International scientists, including some at Sandia National Laboratories, think the kilogram definition should be based on universal constants, as opposed to an artifact standard.
Hy Tran, a project leader at the Primary Standards Laboratory (PSL) at Sandia, a National Nuclear Security Administration laboratory in Albequerque, N.M., said, “The idea is to replace the single master kilogram with something based on physical constants, rather than an artifact that could be damaged accidentally.”
Tran said redefining the kilogram will have little impact on the Sandia Primary Standards Lab or its broader nuclear weapons complex. The lab develops and maintains primary standards traceable to national standards and calibrates and certifies customer reference standards. “It should not affect PSL or the complex if the international metrology community ensures that they fully consider the uncertainties, the necessary experimental apparatus to realize the kilogram, and implementation issues prior to agreeing to the redefinition,” Tran said.
Hy Tran examines a kilogram sample in a mass comparator at Sandia’s Primary Standards Laboratory. (Photo: Randy Montoya)
The purpose of redefining the kilogram is based on risk reduction, Tran said. “In the long term, the redefinition -- especially if performed correctly -- is beneficial because of risk reduction and because it may enable better measurements in the future."
By replacing Le Grand K with a unit based on physical constants, researchers at multiple laboratories and at national measurement institutes could establish traceability, he said. The kilogram will remain the kilogram; only its definition will change -- by 2011 at the earliest, he added.
“If and when the redefinition takes place, it will be done in such a fashion as to have minimal or no practical impact with other measured quantities,” Tran said. “In other words, if it is redefined so as to ensure better than 10 parts per billion agreement -- rather than 20 parts per billion agreement -- then we will see no major changes immediately.”
Based on the current formal definition of the kilogram (the mass of the 1 kilogram prototype) and experimental dissemination to standards labs, the uncertainty (95 percent confidence) in PSL’s kilogram is about 40 parts per billion, compared to the IPK, Sandia said in a statement.
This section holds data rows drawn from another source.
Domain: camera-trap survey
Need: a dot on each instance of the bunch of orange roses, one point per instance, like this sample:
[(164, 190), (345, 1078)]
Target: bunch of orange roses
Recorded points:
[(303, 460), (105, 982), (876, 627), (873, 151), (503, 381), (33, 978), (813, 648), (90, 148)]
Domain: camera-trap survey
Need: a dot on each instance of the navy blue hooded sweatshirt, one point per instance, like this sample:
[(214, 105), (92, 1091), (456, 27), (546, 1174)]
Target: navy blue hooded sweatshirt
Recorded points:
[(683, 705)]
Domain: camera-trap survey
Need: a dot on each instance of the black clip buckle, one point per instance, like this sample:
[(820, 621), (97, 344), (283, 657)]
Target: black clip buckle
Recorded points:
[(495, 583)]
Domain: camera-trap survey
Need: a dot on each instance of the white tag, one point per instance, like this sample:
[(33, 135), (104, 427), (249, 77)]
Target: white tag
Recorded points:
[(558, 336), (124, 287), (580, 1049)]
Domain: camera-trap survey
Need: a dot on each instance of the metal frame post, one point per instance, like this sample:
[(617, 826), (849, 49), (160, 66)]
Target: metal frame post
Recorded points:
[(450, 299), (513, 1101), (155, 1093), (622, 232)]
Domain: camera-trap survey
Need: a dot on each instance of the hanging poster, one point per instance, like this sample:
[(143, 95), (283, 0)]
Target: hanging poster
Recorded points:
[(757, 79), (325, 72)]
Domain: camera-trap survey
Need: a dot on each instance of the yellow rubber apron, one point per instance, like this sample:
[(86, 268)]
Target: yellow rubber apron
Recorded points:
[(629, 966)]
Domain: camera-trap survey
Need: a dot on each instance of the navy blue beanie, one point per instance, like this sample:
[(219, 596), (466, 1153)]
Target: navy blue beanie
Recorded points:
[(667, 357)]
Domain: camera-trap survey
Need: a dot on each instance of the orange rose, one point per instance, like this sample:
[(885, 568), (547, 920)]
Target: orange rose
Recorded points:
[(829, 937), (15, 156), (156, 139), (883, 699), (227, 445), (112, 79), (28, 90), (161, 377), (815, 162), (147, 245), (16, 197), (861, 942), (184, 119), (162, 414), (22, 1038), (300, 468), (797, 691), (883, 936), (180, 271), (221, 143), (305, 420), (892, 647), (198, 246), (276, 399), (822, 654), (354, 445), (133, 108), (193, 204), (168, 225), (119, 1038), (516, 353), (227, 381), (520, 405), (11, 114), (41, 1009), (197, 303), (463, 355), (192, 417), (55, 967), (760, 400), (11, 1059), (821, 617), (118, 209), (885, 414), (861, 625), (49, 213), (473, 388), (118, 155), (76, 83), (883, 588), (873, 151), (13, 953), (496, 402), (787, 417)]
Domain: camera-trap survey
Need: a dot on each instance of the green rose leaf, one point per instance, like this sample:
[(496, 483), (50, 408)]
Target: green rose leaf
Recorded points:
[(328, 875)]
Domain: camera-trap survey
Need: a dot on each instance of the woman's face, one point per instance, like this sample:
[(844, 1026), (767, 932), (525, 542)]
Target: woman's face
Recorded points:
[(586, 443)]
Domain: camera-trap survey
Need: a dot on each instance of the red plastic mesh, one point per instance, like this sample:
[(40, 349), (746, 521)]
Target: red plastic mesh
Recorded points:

One part per billion is about the ratio of the area of a square 3/32 inch on a side, with respect to the area of a regulation NFL football field (including the endzones, or 120 by 53-1/3 yards), Tran said.
Ben Casados, Sandia technologist, views kilogram samples in a mass comparator. (Photo: Randy Montoya)
The target originally proposed by the International Bureau of Weights and Measures was to use one of the alternative kilogram definitions -- such as the experimental measurement of force on the watt balance (or counting atoms on the silicon sphere) to derive the kilogram, matched to experimental measurements of the prototype kilogram to within 20 parts per billion.
Sandia physicist Harold Parks said the redefinition is inevitable once certain issues are resolved.
“The watt balance method of defining the kilogram makes the most sense for those of us in electrical metrology, and so far it is the most accurate,” he said. “But other proposals, such as those based on counting the number of atoms in a silicon crystal, are being considered.”
The watt balance method is based on an idea that compares electrical and mechanical power with a high degree of accuracy. Conflicts between the results of the watt balance and atom-counting experiments will also need to be ironed out, Parks said. “The NIST (National Institute of Standards and Technology) watt balance experiment has achieved the accuracy needed to redefine the kilogram, but the experiment will need to be confirmed by other groups in order for the results to be fully accepted."
In preparation for the change, PSL staff members are staying up to date in research in metrology and standards practices; staff also participate in standards activities to ensure a smooth transition, if necessary, Sandia said.